Fools and their money often find their way onto the fairways.

PGA Tour sensation Tiger Woods was asked whether he ever had played golf with NBA legend and golfing wanna-be Michael Jordan.

"Actually, I have," Woods said, "and I've got some of his money in my golf bag."

Frank Robinson maybe?

To San Antonio memorabilia collector Howard O'Desky, the most amazing aspect of the sports autograph industry is the plain, old stupidity he sees.

Take, for instance, O'Desky's story about a local man who spent thousands on a Tony Gwynn-model Rawlings baseball glove that was supposedly signed by Hall of Famer Jackie Robinson.

Robinson, of course, died in 1972. Gwynn's first season in the major leagues didn't come until 1982.

As P. T. Barnum once mused, "There's a sucker born every minute."

Lone star-studded stupidity

Barnum would have been a huge Dallas Cowboys fan.

And he would have been an even bigger fan of Jerry Jones.

How could he not absolutely love what the Cowboys and their entrepreneurial owner are selling on their Web site?

If you act quickly, you can purchase, directly from the Cowboys, such "must-have" items as a practice jersey worn by Michael Irvin, gloves worn by Deion Sanders (sorry, they're not neon), a jacket worn by former coach Jimmy Johnson, shoes worn by Emmitt Smith in an actual game and the contents of Herschel Walker's locker.


More like pricey.

The "Prime Time" gloves are $299.99. Jimmy's jacket goes for $499.99. Irvin's practice jersey is $699.99. And Emmitt's game-used shoes are $999.99.

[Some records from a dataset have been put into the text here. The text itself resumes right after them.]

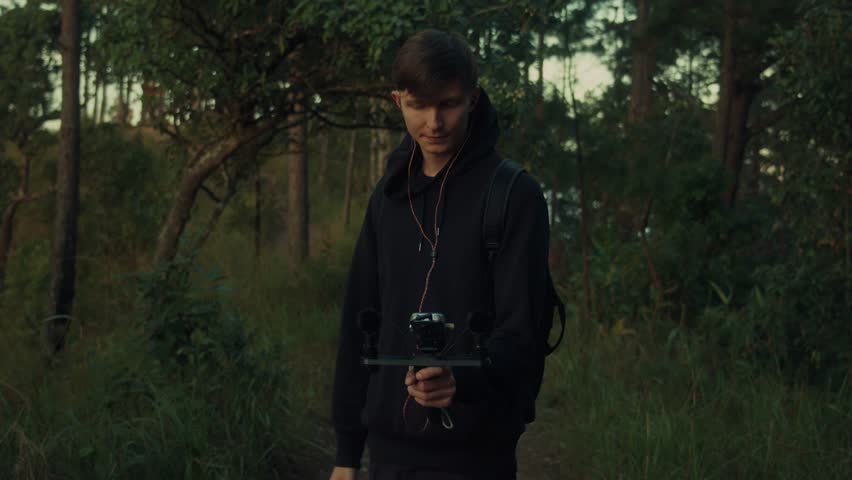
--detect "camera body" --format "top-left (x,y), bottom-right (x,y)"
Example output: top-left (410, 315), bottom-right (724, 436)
top-left (358, 309), bottom-right (493, 371)
top-left (408, 312), bottom-right (455, 355)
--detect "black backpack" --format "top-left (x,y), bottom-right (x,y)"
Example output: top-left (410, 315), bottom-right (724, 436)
top-left (482, 159), bottom-right (565, 423)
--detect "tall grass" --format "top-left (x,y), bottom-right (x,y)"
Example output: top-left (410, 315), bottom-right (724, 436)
top-left (0, 207), bottom-right (852, 480)
top-left (534, 314), bottom-right (852, 479)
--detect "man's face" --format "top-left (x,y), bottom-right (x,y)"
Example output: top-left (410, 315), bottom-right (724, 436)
top-left (391, 83), bottom-right (479, 161)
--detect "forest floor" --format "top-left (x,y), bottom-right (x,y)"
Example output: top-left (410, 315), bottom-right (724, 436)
top-left (279, 338), bottom-right (572, 480)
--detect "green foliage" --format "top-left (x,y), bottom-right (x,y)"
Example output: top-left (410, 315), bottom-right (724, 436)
top-left (0, 2), bottom-right (59, 143)
top-left (80, 124), bottom-right (172, 255)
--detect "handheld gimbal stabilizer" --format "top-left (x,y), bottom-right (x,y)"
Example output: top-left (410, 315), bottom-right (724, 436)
top-left (358, 309), bottom-right (494, 370)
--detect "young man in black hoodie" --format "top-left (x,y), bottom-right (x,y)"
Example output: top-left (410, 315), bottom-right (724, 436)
top-left (331, 30), bottom-right (550, 480)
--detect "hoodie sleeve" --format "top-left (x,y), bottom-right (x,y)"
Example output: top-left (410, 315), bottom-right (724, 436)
top-left (456, 174), bottom-right (550, 412)
top-left (332, 188), bottom-right (381, 468)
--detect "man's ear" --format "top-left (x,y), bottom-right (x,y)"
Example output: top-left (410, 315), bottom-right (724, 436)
top-left (470, 85), bottom-right (481, 110)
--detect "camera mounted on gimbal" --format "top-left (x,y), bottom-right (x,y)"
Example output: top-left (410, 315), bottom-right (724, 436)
top-left (358, 309), bottom-right (494, 370)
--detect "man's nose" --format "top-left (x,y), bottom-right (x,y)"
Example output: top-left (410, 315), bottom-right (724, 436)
top-left (426, 108), bottom-right (444, 130)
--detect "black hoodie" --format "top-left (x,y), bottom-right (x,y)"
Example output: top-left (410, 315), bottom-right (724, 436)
top-left (332, 92), bottom-right (550, 478)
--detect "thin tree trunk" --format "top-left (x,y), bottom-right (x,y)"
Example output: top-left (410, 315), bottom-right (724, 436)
top-left (364, 128), bottom-right (379, 193)
top-left (47, 0), bottom-right (80, 353)
top-left (343, 130), bottom-right (358, 228)
top-left (568, 56), bottom-right (593, 331)
top-left (115, 77), bottom-right (127, 126)
top-left (153, 126), bottom-right (268, 265)
top-left (92, 72), bottom-right (101, 123)
top-left (627, 0), bottom-right (657, 124)
top-left (535, 25), bottom-right (544, 121)
top-left (81, 29), bottom-right (92, 114)
top-left (98, 75), bottom-right (107, 123)
top-left (254, 158), bottom-right (263, 258)
top-left (0, 200), bottom-right (20, 293)
top-left (287, 105), bottom-right (308, 263)
top-left (317, 127), bottom-right (331, 189)
top-left (713, 0), bottom-right (759, 207)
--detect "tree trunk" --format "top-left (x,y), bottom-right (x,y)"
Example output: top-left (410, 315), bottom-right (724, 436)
top-left (47, 0), bottom-right (80, 353)
top-left (627, 0), bottom-right (657, 125)
top-left (374, 129), bottom-right (391, 184)
top-left (343, 130), bottom-right (358, 228)
top-left (92, 72), bottom-right (101, 123)
top-left (535, 26), bottom-right (544, 121)
top-left (568, 58), bottom-right (593, 332)
top-left (0, 200), bottom-right (20, 294)
top-left (153, 128), bottom-right (265, 265)
top-left (713, 0), bottom-right (759, 207)
top-left (81, 29), bottom-right (92, 114)
top-left (287, 105), bottom-right (308, 263)
top-left (317, 127), bottom-right (331, 190)
top-left (364, 128), bottom-right (379, 193)
top-left (98, 74), bottom-right (107, 123)
top-left (254, 158), bottom-right (263, 258)
top-left (115, 77), bottom-right (127, 126)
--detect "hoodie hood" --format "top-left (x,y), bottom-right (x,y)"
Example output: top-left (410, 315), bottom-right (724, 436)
top-left (384, 89), bottom-right (500, 200)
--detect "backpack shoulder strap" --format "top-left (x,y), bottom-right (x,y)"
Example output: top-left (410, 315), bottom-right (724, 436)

"If these shoes could talk ... " says the Web-site blurb.

"Hey, why can't they?" wrote Jim Donaldson of the Providence (R.I.) Journal-Bulletin. "They have tongues, don't they?"

A slice of history

Spotted last spring on eBay: For a mere $3,000, you could have picked up a tennis ball that Elian Gonzalez supposedly tossed back and forth with actor Andy Garcia.

It was a hoax, of course, intended by the seller as a way to urge people to lighten up on the Elian mania.

"If someone is dimwitted enough to cut me a check, I'll cash it," chuckled Scott Eckelaert of Florida, who cheerily alerted bidders that they must pay $200 for shipping "by armed couriers."

At least Eckelaert wasn't selling a ball Gonzalez tossed back and forth with Riggs. Of course, Riggs, were he still with us, probably would talk us into buying it.

Compiled from wire reports and Web sites.